Lightning-AI / pytorch-lightning

Pretrain, finetune and deploy AI models on multiple GPUs, TPUs with zero code changes.
https://lightning.ai
Apache License 2.0
28k stars 3.35k forks source link

Add support for logging in different trainer stages with DeviceStatsMonitor #15794

Closed thesofakillers closed 1 year ago

thesofakillers commented 1 year ago

Bug description

I would like to use DeviceStatsMonitor during a trainer.test() call. I followed the relative documentation which makes no mention of whether this callback is exclusive to trainer.fit().

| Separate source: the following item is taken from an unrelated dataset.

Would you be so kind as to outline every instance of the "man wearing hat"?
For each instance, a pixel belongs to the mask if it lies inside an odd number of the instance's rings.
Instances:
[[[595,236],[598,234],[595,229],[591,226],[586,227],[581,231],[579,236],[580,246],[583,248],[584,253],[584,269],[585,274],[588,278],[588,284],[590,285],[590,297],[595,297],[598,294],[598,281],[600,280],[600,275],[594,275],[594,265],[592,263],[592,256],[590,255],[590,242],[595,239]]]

Despite following the docs, I get no device stats logs in my tensorboard

How to reproduce the bug

run the following script. You will see that no stats will be logged, despite having the DeviceStatsMonitor callback

import pytorch_lightning as pl
import numpy as np
from pytorch_lightning.callbacks import DeviceStatsMonitor
import torch
from torch.nn import MSELoss
from torch.optim import Adam
from torch.utils.data import DataLoader, Dataset
import torch.nn as nn

class SimpleDataset(Dataset):
    def __init__(self):
        X = np.arange(10000)
        y = X * 2
        X = [[_] for _ in X]
        y = [[_] for _ in y]
        self.X = torch.Tensor(X)
        self.y = torch.Tensor(y)

    def __len__(self):
        return len(self.y)

    def __getitem__(self, idx):
        return {"X": self.X[idx], "y": self.y[idx]}

class MyModel(pl.LightningModule):
    def __init__(self):
        super().__init__()
        self.fc = nn.Linear(1, 1)
        self.criterion = MSELoss()

    def forward(self, inputs_id, labels=None):
        outputs = self.fc(inputs_id)
        loss = 0
        if labels is not None:
            loss = self.criterion(outputs, labels)
        return loss, outputs

    def test_dataloader(self):
        dataset = SimpleDataset()
        return DataLoader(dataset, batch_size=1000)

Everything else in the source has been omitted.